Question

A man is $45m$ behind the bus when the bus starts accelerating from rest with acceleration of $2.5m{s}^{-2}$. With what minimum velocity should the man start running to catch the bus?

• A. $12m{s}^{-1}$
• B. $14m{s}^{-1}$
• C. $15m{s}^{-1}$
• D. $16m{s}^{-1}$

Answer 1

The correct option is C

$15m{s}^{-1}$

Step 1: Given Data:

Distance, $s=45m$

Acceleration of bus, $a=2.5m{s}^{-2}$

$u=0m/s$ speed of bus

Step 2: Formula Used:

$s=ut+\frac{1}{2}a{t}^2$

Where, $u=$initial speed

$v=$Final speed

$a=$acceleration

$t=$time

Step 3: Calculating the required speed:

$s=0+\frac{1}{2}\times 2.5\times t^2$ [Where, ithe nitial velocity is zero as bus starts from rest.]

$\Rightarrow$$s=\frac{2.5}{2}{t}^2$….(1)

From the above figure, man needs to cover distance $(45+s)m$ at time $t$ to catch the bus

$ut=45+s$

$\Rightarrow$$ut=45+\frac{2.5}{2}{t}^2$ [from(1)]
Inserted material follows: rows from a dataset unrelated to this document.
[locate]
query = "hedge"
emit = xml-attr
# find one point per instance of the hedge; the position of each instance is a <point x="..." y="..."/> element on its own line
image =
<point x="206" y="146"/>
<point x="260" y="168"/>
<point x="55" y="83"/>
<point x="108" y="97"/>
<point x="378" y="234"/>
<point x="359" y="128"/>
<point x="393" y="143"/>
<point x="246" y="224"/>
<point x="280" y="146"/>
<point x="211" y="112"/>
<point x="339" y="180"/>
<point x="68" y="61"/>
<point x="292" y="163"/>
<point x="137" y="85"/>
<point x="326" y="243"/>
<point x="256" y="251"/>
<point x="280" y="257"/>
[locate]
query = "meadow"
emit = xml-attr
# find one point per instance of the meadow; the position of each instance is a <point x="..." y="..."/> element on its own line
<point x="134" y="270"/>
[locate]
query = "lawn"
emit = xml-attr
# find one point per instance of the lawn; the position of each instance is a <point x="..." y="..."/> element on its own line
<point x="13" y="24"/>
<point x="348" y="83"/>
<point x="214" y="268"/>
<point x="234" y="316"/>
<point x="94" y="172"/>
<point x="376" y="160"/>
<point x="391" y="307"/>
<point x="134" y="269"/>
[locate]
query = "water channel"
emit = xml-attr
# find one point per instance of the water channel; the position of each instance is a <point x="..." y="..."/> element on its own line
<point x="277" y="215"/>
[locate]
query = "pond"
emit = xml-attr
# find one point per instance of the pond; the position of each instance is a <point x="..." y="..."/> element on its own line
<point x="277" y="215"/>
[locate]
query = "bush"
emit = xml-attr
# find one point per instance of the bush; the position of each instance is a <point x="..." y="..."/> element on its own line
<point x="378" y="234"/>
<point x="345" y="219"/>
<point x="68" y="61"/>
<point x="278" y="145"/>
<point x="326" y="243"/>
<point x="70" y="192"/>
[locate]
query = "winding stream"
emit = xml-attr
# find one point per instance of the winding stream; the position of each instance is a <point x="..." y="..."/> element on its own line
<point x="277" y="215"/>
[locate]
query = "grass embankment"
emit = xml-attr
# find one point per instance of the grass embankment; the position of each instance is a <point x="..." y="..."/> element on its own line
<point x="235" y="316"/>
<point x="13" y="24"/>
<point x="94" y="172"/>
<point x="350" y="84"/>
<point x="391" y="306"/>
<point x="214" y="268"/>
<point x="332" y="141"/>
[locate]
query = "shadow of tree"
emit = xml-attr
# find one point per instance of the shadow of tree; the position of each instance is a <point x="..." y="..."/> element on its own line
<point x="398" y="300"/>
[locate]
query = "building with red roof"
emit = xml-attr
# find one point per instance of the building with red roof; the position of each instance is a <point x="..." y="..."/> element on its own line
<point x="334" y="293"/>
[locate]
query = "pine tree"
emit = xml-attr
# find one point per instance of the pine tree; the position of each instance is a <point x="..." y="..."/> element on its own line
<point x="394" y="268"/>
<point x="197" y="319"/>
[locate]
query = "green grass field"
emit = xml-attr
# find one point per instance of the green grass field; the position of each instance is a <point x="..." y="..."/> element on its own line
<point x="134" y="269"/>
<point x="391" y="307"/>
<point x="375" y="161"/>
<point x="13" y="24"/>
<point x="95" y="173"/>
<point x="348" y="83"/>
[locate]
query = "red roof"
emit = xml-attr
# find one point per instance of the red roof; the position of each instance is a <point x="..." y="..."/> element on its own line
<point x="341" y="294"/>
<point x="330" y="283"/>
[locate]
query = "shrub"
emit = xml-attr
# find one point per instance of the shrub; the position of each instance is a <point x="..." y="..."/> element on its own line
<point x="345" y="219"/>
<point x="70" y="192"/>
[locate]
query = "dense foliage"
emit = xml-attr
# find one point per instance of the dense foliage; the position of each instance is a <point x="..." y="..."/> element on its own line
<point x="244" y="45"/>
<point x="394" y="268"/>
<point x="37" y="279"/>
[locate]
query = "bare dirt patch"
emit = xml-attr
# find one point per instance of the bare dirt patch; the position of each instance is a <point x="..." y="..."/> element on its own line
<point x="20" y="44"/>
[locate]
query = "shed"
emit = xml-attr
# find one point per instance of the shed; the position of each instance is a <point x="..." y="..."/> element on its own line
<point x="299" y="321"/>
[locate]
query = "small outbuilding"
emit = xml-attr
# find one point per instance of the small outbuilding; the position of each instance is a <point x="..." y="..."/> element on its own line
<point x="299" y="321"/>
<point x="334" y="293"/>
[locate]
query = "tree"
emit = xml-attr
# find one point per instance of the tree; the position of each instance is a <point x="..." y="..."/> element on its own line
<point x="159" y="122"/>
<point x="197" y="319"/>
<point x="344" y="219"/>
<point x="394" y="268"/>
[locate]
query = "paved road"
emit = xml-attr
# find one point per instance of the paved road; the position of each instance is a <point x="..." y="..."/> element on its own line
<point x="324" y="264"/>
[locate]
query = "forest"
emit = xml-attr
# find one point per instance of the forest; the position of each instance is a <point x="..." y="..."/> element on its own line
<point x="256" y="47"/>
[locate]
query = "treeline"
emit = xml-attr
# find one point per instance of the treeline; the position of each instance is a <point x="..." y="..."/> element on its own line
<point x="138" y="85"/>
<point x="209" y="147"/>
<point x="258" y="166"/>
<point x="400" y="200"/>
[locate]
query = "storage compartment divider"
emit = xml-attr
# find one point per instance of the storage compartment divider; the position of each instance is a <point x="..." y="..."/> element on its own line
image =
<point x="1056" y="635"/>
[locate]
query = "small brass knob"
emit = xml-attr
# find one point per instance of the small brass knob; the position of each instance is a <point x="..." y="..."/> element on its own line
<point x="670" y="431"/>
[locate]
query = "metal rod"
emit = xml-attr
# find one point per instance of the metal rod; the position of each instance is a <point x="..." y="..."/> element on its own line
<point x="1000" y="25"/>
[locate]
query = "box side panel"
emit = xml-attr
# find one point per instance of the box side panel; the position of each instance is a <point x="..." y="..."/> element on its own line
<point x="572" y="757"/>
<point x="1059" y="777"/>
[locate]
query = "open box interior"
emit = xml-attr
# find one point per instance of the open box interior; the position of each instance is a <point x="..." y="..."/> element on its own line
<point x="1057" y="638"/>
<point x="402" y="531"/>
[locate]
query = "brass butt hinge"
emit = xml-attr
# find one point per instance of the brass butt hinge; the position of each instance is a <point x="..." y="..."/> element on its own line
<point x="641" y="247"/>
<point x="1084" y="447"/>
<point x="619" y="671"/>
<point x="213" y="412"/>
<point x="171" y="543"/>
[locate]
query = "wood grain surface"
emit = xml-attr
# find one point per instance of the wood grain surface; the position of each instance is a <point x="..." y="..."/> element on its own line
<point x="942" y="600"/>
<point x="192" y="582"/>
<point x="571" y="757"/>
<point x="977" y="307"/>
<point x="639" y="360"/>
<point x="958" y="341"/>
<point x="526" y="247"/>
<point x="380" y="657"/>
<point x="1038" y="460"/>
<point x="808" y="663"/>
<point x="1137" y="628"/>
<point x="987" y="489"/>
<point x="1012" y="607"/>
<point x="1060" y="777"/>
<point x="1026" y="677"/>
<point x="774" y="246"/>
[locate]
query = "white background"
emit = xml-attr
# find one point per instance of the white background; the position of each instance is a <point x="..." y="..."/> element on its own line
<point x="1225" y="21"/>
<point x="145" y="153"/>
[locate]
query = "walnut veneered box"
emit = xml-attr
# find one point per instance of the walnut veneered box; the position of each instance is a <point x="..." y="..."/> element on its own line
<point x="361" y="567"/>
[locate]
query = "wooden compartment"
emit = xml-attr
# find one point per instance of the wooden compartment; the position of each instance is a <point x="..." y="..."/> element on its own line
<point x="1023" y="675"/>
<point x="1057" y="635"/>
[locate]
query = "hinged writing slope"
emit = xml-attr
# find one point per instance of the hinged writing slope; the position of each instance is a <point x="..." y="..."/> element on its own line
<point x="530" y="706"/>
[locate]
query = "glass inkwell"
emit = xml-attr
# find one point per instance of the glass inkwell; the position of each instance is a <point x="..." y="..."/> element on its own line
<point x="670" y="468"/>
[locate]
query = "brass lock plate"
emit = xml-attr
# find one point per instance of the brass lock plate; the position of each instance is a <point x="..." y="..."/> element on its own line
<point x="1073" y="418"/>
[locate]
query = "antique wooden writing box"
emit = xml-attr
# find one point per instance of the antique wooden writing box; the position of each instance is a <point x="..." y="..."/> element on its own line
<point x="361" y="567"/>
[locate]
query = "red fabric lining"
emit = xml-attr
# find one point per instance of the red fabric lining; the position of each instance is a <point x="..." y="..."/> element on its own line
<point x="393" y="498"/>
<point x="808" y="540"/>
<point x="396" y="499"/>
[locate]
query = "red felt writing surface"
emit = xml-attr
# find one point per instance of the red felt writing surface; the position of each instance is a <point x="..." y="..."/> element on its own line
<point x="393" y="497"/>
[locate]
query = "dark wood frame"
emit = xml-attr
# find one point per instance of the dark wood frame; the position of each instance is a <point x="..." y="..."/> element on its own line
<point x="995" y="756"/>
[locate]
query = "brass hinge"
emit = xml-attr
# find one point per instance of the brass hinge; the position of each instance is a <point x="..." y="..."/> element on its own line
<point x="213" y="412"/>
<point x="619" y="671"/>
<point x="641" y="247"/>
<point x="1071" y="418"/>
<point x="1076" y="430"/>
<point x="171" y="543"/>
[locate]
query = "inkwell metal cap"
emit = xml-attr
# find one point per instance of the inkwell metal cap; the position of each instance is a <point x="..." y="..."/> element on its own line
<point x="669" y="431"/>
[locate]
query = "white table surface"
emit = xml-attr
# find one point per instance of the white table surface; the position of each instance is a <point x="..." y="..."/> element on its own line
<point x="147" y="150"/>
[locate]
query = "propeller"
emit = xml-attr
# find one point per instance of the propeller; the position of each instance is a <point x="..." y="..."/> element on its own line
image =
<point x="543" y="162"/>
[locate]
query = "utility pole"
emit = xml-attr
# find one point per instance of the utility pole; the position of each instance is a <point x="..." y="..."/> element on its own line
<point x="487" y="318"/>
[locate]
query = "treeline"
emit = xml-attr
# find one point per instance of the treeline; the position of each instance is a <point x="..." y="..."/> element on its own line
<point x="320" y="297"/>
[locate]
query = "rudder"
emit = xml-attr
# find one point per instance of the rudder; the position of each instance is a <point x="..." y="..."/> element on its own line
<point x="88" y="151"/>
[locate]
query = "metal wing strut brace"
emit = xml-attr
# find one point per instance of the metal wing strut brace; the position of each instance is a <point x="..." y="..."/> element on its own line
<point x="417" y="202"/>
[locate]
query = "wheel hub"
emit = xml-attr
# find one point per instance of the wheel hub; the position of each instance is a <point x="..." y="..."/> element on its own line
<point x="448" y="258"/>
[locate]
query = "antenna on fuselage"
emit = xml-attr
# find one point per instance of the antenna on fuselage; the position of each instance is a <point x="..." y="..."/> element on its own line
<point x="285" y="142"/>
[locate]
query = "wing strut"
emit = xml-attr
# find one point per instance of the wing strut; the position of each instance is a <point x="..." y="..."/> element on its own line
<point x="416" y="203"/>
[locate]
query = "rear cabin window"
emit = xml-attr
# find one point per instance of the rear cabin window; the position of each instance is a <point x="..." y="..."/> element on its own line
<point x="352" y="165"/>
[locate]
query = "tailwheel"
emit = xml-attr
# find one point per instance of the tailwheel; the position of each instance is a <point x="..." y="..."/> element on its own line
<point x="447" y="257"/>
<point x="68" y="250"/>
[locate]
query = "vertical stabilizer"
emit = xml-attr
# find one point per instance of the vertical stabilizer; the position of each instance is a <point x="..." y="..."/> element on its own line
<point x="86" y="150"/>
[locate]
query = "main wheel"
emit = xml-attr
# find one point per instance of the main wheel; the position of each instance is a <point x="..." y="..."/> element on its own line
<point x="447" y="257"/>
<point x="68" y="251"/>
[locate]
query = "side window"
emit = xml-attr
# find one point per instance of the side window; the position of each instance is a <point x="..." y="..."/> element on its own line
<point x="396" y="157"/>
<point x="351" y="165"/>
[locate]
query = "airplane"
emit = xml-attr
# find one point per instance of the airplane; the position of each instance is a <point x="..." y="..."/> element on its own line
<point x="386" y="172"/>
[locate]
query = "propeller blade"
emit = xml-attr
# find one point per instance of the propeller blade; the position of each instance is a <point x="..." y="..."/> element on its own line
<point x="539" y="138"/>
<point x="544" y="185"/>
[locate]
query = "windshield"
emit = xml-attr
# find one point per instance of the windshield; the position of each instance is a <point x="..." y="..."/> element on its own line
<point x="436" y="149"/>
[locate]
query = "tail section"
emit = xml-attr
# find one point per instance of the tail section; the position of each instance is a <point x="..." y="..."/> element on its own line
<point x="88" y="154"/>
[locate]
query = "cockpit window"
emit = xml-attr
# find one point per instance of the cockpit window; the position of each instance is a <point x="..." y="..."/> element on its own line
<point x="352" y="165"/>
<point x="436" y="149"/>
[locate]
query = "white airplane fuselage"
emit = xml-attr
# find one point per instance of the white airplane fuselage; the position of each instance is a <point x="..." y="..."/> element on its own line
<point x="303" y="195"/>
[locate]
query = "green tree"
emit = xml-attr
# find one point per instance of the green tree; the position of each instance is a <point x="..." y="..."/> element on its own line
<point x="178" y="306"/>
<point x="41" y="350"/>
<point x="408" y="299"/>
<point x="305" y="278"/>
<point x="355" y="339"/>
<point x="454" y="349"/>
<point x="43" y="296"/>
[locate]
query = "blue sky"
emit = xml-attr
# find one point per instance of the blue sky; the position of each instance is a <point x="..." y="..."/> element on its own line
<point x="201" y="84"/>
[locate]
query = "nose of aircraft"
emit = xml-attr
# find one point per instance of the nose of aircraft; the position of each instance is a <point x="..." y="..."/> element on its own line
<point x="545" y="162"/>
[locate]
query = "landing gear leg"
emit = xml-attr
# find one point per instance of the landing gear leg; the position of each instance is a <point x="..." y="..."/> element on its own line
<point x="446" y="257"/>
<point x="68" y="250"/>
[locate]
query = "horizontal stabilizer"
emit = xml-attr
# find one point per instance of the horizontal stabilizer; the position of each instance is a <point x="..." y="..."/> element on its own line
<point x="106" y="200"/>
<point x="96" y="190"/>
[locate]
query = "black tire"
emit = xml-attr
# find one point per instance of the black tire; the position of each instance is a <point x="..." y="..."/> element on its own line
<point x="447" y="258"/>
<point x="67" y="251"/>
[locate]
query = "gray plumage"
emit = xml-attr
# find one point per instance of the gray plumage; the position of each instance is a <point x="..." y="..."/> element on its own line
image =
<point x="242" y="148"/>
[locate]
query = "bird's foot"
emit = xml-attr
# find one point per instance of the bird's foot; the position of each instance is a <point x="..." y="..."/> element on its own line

$\Rightarrow$ $u=\frac{45}{t}+\frac{2.5}{2}t$ ….(2)

For minimum velocity,

$\frac{du}{dt}=0$

$\Rightarrow$$-\frac{45}{t^2}+1.25=0$

$\Rightarrow$ $45=1.25t^2$

$\Rightarrow$ $\begin{array}{rcl}{t}^2& =& \frac{45}{1.25}\\ & =& 36\end{array}$

$\Rightarrow$ $t=\sqrt{36}s$

$\Rightarrow$ $t=6s$

From equation(2),

$\begin{array}{rcl}{u}_{min}& =& \frac{45}{6}+1.25\times 6\\ & =& 7.5+7.5\\ & =& 15m/s\end{array}$

Hence, option C is the correct answer.